Several members of the Court -- but especially Justices Antonin Scalia, Stephen G. Breyer and David H. Souter -- seemed troubled about the potential impact of a tightening of copyright law on small inventors -- "the guy in the garage," as Souter put it. One of several members of the Court who seemed concerned about potentially shutting down invention of new software if the copyright owners prevail in the Court, Breyer wondered whether a lawyer for a software designer -- for example, the inventor of the iPod -- could assure his client that they could continue to develop new products without fear of being held liable for the illegal uses to which their products might be used by some.

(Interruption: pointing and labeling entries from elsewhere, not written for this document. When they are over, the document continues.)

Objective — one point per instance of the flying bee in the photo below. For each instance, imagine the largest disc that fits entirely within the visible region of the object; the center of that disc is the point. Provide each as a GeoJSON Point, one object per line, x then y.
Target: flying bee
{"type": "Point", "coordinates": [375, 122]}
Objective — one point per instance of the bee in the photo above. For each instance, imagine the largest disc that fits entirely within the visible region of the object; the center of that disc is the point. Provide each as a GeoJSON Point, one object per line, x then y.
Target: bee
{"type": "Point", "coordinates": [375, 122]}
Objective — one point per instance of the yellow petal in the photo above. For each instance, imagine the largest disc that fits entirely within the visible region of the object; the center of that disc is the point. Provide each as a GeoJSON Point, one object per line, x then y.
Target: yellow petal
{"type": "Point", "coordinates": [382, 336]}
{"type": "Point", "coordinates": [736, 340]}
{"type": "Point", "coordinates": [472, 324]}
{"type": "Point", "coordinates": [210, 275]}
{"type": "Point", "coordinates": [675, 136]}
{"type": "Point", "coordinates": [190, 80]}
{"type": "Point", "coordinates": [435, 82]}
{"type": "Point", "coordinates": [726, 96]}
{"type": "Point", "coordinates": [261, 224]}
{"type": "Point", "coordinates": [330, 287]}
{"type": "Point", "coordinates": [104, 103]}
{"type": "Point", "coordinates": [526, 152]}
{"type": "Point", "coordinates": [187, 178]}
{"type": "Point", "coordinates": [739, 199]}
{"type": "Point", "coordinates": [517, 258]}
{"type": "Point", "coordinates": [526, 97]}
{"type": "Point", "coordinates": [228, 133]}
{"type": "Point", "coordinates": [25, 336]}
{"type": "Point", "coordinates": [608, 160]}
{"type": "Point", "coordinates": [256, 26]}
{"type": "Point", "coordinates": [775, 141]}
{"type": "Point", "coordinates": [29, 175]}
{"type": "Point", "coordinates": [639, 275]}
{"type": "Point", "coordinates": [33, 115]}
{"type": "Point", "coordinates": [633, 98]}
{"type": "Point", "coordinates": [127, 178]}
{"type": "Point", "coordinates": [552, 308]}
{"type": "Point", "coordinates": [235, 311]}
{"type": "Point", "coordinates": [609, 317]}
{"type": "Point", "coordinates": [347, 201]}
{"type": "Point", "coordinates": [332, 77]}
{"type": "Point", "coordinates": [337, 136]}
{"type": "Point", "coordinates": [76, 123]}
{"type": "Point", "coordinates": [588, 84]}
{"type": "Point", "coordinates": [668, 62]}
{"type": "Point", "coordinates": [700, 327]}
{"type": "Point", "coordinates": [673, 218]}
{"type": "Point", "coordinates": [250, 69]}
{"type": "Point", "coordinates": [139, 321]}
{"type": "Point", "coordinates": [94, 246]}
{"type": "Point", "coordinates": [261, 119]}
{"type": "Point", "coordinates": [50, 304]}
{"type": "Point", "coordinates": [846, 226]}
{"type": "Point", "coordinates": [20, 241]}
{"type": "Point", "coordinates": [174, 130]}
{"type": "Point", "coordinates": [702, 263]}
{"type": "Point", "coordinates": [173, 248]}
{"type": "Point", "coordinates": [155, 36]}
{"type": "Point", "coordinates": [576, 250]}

Update: John Borland files his report for ZDNet: "In their questions, the justices were critical of the entertainment industry's proposal, which would hold companies 'predominantly' supported by piracy liable for copyright infringement. However, they showed little sympathy for the file-swapping companies' business model.

'What you are suggesting is unlawful expropriation of property as a kind of start-up capital,' said Justice Anthony Kennedy. 'From an economic standpoint and legal standpoint, that sounds wrong.'"

Update #2: As does Ted Bridis for the AP: "During a lively argument, justices wondered aloud whether such lawsuits might have discouraged past inventions like copy machines, videocassette recorders and iPod portable music players -- all of which can be used to make illegal duplications of copyrighted documents, movies and songs."

Update #3: And David McGuire for the Washington Post [audio clip]: "The justices were very active in their questioning...they didn't actually give a hint as to which side they were favoring."

Update #4: EFF lawyers Wendy Seltzer and Jason Schultz provide first impressions over @ EFF's Deep Links:

Seltzer: "The entire bench was engaged with argument from both sides. Three key points stood out:


  • In at least some questions, the Court seemed concerned that movement from a clear "capability of substantial noninfringing use" standard would cloud future innovation.
  • Similarly, some justices seemed concerned that an "active inducement" standard could chill innovation, from Xerox through the iPod.
  • The Court also engaged jurisdictional questions of what acts were before the Court, and how it could separate past from current conduct.

Schultz: "At the oral arguments in MGM v. Grokster before the Supreme Court today, it was hard to tell which side a majority of the justices fell on. But one thing was clear: they were asking the right questions."